Я не люблю лубочных картинок, изображающих войну. На них суровый воин утирает слезу и прячет волнение за ворчливыми шутками. Это вранье. Суровый воин ничего не прячет. Если он отпускает шутку, значит, шутка у него на уме.

Дело не в личных достоинствах. Майор Алиас — сердечный человек. Если мы не вернемся, он, возможно, будет оплакивать нас больше, чем кто-либо другой. При условии, что в его сознании будем мы, а не те или иные частности. При условии, что наступит тишина и он сможет воссоздать нас. Потому что если сегодня ночью преследующий нас судебный исполнитель снова заставит группу перебазироваться, то в лавине забот сломавшееся колесо какого-нибудь грузовика на время вытеснит нашу смерть из его сознания. И Алиас забудет нас оплакать.

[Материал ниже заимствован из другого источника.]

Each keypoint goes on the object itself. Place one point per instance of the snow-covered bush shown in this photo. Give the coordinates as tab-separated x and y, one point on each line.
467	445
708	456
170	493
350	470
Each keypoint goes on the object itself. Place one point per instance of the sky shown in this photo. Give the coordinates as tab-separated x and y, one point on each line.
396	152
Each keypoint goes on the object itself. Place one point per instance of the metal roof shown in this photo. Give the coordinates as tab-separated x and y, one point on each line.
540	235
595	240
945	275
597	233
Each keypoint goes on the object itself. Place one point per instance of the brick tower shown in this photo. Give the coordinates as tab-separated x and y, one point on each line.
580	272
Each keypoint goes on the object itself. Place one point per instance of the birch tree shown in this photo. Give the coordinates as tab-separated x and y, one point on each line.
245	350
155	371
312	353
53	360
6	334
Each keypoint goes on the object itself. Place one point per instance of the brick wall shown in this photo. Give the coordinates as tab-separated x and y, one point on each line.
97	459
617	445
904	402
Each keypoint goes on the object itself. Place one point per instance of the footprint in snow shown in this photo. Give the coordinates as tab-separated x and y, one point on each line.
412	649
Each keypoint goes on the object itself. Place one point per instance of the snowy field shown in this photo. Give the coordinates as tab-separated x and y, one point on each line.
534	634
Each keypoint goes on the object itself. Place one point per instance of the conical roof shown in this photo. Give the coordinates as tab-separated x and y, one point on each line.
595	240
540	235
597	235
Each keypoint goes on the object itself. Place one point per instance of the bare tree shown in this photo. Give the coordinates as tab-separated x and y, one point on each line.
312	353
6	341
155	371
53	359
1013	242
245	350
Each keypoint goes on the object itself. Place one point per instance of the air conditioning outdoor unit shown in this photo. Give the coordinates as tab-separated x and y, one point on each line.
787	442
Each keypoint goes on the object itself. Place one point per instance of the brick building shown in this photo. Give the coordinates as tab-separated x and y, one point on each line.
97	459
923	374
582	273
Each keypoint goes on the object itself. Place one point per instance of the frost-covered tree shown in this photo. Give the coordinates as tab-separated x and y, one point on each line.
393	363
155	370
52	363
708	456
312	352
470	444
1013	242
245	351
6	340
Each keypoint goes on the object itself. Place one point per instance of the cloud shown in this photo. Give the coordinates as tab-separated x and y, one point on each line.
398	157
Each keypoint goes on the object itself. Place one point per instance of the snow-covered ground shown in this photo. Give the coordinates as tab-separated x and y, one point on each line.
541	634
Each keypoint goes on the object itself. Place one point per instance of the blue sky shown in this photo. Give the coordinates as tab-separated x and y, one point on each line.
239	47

Так и я, отправляясь на задание, думаю не о борьбе Запада с нацизмом. Я думаю о насущных мелочах. О бессмысленности полета над Аррасом на высоте семисот метров. О бесполезности ожидаемых от нас сведений. О медленном одевании, которое кажется мне облачением в одежду смертника. А потом о перчатках. Я потерял перчатки. Где, черт побери, я раздобуду перчатки?

Я уже не вижу собора, в котором живу.

Я облачаюсь для служения мертвому богу.